Die Konsequenz daraus ist, dass wir eben immer prüfen:

  • Was lassen Sie selbst zu? Siehe bitte Vertrag.
  • Was züchten Sie über das Honorar­modell an? Details finden Sie hier.
  • Wie empfänglich ist Ihr Haus für ein Übel dieser Branche, das Kunden durchaus mit bedienen: Rabattitis.
  • „Jahresstrategie und gut is?“ Wer nicht laufend evaluiert, kontrolliert und optimiert endet im Mittelmaß.
  • Falsche Agenturnähe statt pro­fes­sio­nelle Distanz. Wertschätzung durch Leistung auf beiden Seiten ist gesund. Ein gutes Honorar für gute Arbeit auch. Weiter sollte es nicht gehen.

Strategie und Planung sind wichtiger als der Mediaeinkauf! Dazu werden wir uns nicht hinreißen lassen. Es bedarf hoher Güte in allen Feldern.
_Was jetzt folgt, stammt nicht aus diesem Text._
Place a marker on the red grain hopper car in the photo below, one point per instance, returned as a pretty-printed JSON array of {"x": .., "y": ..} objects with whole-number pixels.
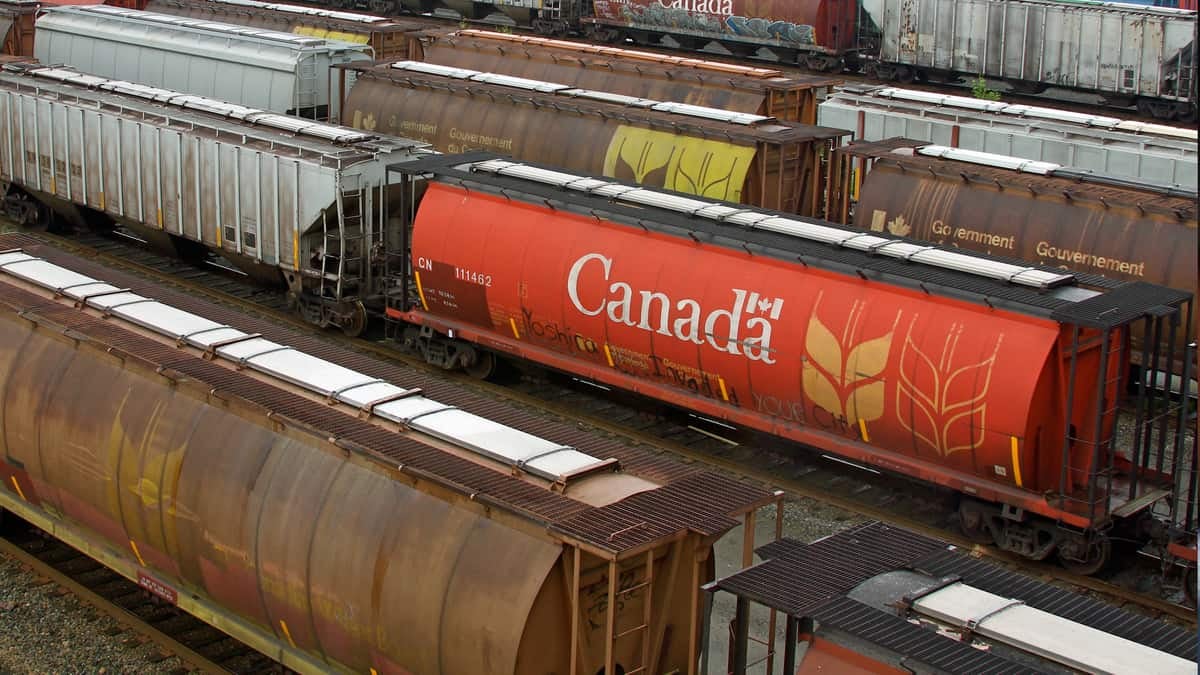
[{"x": 999, "y": 380}]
Gerade bei kleinen Budgets reichen ja schon kleine Schwächen in einer Disziplin und der Etat entweicht wirkungslos durch den Kamin.

Wir glauben aber durchaus, dass Strategie und Planung die Hebel sind, die in unserer Branche einfach viel zu oft vernachlässigt werden. Über Preise wird zum Teil bis auf’s Blut gestritten. Audits und Berater in unserem Markt kreisen um die Preise und viel zu selten wird um die beste Strategie und den besten Plan auch nur annähernd mit gleichem Engagement gerungen, wie um Preise. Wir tun nichts anderes. Seit über 20 Jahren. Denn unseres Erach­tens sind tolle Preise auf falsche Ware schlicht wertlos.